I think Susan brought up a good point and it was the same experience I had while I was going to school. I learned how to play basketball and I learned the correct way to lift weights while I was in middle school P.E. I then turned out for the basketball team that year, and I still lift weights to this day.

I think Dr. Pangrazi is correct though, that we as P.E. teachers don’t have enough time during the day to make a lasting impression on many of the students we see. This hopefully makes our resolve to impact or inspire those students even stronger.

I suspect that those of us who go into teaching aren’t just trying to make a pay check, but are trying to make a difference. Regardless of the subject, whether it is history, English or P.E., teachers themselves are the inspiration that can drive a student.

I think that as we derive a mission statement or our lesson plans for P.E., we introduce the students to a gamut of sports and principles of health. At the same time, we strive to have fun and really inspire them to always give their best effort. We never know when or how we will impact a student.


Thank you for sharing Dr. Pangrazi’s research with us. As someone aspiring to become a physical education teacher, I find this type of information very useful. As it pertains to the role of a physical education teacher, I personally feel that physical education isn’t just about sports anymore. Teaching physical education goes far beyond just athletics. I feel that it is the physical education teacher’s job to inspire and instruct students to stay fit, to challenge themselves to meet goals, and to begin a lifelong commitment to health and good fitness habits.

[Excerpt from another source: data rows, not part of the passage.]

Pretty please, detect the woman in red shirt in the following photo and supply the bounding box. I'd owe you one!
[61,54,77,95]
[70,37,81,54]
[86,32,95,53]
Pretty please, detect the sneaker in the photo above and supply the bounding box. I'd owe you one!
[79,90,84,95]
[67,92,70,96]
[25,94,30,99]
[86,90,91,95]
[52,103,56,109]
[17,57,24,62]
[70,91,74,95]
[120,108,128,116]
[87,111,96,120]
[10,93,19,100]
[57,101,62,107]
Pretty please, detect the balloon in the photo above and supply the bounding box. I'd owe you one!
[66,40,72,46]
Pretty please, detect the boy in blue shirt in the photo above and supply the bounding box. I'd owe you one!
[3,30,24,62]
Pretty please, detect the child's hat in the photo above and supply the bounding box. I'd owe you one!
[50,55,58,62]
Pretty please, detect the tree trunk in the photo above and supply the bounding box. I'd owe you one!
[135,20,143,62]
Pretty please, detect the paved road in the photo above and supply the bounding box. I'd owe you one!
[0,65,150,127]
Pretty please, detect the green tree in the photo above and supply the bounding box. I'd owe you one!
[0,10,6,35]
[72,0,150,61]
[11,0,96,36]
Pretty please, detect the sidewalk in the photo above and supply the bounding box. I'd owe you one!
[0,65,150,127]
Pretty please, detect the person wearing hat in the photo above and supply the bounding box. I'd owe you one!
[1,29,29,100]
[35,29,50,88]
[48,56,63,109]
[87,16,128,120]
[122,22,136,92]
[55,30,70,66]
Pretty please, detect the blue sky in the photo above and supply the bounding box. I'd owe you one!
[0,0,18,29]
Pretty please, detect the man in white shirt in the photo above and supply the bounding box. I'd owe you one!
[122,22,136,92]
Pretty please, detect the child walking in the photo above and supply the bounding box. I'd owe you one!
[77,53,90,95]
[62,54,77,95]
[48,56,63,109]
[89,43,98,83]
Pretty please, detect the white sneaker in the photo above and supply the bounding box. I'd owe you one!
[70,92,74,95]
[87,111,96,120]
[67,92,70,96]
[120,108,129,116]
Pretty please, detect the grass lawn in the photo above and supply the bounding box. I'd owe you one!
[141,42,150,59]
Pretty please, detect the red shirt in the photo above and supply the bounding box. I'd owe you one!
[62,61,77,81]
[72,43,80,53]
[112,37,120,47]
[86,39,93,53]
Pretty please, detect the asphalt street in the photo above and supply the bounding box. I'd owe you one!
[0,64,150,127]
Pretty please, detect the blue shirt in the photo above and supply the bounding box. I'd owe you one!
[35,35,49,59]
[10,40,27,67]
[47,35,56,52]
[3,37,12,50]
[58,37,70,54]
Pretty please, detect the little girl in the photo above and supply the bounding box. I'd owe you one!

Also, I flagged your post as outstanding. You did an excellent job using APA format and citing your sources.

You couldn't have picked a better session to attend at your conference because Bob Pangrazi is the authority. I'm sure you have seen me refer to him quite often in my content because he's the best. I don't agree that there is a genetic disposition required to be successful at sport but I do agree with the other points you have shared. It is problematic to base your curriculum on traditional sports, and that is why in the class I advocate Sport Education because it is a way to teach with traditional team sports and advocate some of the other values you have mentioned. Coincidentally, the inventor of Sport Education is Siedentop, who is the other super-authority in PE teaching.  You should all have either Pangrazi's or Siedentop's (or both) teaching methods book on your shelf. I probably should require it for this class, but I haven't. For PES394 and PES494 the next two terms we do emphasize activities and sport that are more consistent with Pangrazi's philosophy you have shared.

Also, attending sessions like this highlights the importance of going to professional conferences. These will definitely help your career by inspiring you, changing your paradigm, and making professional contacts that last a lifetime. That is why I have been emphasizing this in the following projects this term:


I feel very fortunate to have met with Dr. Pangrazi, and I will be looking for information by Siedentop. Thank you for the information and for the comments (as well as the nomination)!

It's nice Penny that you were able to see someone with this much experience in P.E.. Teacher's who are now in the field of P.E. have so much more to cover besides coaching. They now have health to teach and a wide variety of other subjects related to health and fitness. Interesting paper.

What an incredible experience to attend a seminar by Dr. Pangrazi! I would LOVE that opportunity. Thank you for sharings his views so well, Penny!